Living With a Chromebook: Can You Survive With Just a Chrome Browser?

Chromebooks are becoming more popular, with nearly 2 million sold in Q1 of 2016 alone. But a Chromebook still seems a bit scary—how do you live with just a Chrome browser? Is that really enough for a laptop?

How Can You Just Use a Browser?

Many people spend most of their computer time in a browser, and that browser is often Google Chrome. For people who already spend most of their time using Chrome, a Chromebook is an interesting prospect. Even if you don’t use a browser most of the time, much of what the average person does on their computer can be done in a browser.

A Chromebook is Google’s vision of the future. Chrome OS argues that much of the computer experience we take for granted today is outdated, clunky, and unnecessary. Antivirus software, locally installed applications with their own separate updaters, system optimization tools, huge control panels full of settings going back to Windows 3.1, drivers for compatibility with 20 year old printers, the twenty system tray programs running when you boot up your new Windows laptop, a huge user-visible file system that allows you to dig into your C:\Windows\System32 folder—it’s all unnecessary.

How this sounds to you will depend on how you use your computer and how much you’ve moved to “the cloud.” There was a time when a geek with a media library had several additional hard drives packed into their PC, each of which were full of movies and seasons of TV shows—probably downloaded from unauthorized sources, because few legitimate sources existed in those days. Now, you can just stream movies and TV shows from Netflix, Google Play, iTunes, etc. Why bother downloading, storing, and backing up all those files?

There was a time when you needed to download all your email messages over POP3 and store them on your computer, ensuring you regularly backed up your email program’s data so you wouldn’t lose your email. Now they’re generally stored online and accessed in a web-based client. Even if you use a local email app, you’re probably accessing your email using IMAP, which stores the main copy of your email on the remote server.

Services like Spotify, Rdio, and Pandora have obsoleted huge music collections.
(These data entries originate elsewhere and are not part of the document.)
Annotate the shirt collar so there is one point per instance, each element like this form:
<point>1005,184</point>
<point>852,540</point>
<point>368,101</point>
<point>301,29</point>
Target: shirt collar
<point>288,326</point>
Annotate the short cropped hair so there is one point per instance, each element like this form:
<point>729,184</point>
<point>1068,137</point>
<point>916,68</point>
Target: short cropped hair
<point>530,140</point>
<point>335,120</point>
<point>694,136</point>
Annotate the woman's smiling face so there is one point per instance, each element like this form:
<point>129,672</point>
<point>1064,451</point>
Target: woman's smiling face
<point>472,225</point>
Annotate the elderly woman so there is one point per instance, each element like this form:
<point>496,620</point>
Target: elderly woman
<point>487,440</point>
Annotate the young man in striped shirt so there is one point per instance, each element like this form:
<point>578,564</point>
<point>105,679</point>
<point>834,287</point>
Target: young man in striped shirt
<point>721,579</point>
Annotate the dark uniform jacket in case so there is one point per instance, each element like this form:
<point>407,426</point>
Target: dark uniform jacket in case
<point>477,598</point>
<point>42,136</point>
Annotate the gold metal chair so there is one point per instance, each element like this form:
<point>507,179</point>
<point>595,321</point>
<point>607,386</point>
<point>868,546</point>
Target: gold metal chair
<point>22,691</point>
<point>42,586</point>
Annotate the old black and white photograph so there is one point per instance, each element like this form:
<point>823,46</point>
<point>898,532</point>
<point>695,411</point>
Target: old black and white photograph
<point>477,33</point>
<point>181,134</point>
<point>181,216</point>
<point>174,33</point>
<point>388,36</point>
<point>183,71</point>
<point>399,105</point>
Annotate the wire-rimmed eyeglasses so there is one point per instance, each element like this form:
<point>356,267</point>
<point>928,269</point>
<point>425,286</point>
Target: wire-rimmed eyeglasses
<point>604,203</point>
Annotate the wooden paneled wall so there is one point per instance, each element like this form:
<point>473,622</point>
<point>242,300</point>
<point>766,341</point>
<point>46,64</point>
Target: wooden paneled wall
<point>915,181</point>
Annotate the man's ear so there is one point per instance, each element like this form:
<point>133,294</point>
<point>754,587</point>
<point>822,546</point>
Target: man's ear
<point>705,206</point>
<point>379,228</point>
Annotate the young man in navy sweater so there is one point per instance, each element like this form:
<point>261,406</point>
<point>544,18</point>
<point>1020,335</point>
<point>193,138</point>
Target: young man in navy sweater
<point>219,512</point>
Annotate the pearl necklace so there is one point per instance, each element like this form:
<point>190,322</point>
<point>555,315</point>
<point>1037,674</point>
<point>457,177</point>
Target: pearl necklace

Google Docs (and even Microsoft’s Office Web apps) is good enough for most average users, who don’t need all the advanced features found in Microsoft Office. Microsoft is even pushing simpler, “cloud-based” apps with its new Modern interface in newer versions of Windows.

Additional Chromebook Stuff

A Chromebook isn’t really just Chrome—it’s Chrome OS. In addition to the standard Chrome browser that you may already be familiar with, Chrome OS comes with:

Chrome itself is already more powerful than you may give it credit for. Check out this list of 10 new browser features being used by real websites to see just how powerful “the web as platform” is getting.

Chromebook Challenges

You may be thinking that a Chromebook is pretty cool, but so what? You may be thinking that you need to print/use your laptop offline/view local files/play games/run Photoshop. Let’s take a look at how you’d do that on a Chromebook.

Advanced Geekery

If you’re not a geek, you can skip this part. If you are a geek, you’ll want to read this.

Chromebooks actually run Linux. Chrome OS is a stripped-down environment running on Linux—Chrome OS even uses Gentoo Linux’s Portage package management system. While a Chromebook ships in a locked-down state for maximum security, you can enable “developer mode” to do whatever you want with the underlying system. You could install Ubuntu alongside Chrome OS and switch between Ubuntu and Chrome OS with a keystroke, getting a powerful Linux environment with local applications alongside Chrome OS. You could even replace Chrome OS with a standard Linux distribution.

This makes a Chromebook a much more powerful and open ARM machine than a Windows RT device like Microsoft’s Surface RT, which doesn’t allow you to install desktop applications and has a locked boot loader that prevents you from installing Linux.

What’s more, Chrome OS actually has some surprisingly powerful software available for it—in addition to Chrome Remote Desktop for accessing PCs, the Chrome web store even offers an SSH client. You could use the SSH and remote desktop applications to access everything from remote Linux terminals to Windows desktops on your Chromebook.

Try It Yourself

If you’re curious about Chrome OS, you can play with Chrome OS in VirtualBox. Of course, you won’t really get the same experience that you will when you sit down with an actual Chromebook, just as Windows in a virtual machine isn’t the same as Windows on a touch-enabled physical machine—it’s slower, for one thing.

For all its advantages, a Chromebook really shines as a secondary PC. Many people could get by with a Chromebook 95% of the time, but there’s that 5% of the time when you may want to play a Windows game, use a desktop application, or do something else. If you can embrace the limitations, you may be fine ditching your Windows PC for a Chromebook—but that’s still a pretty drastic step.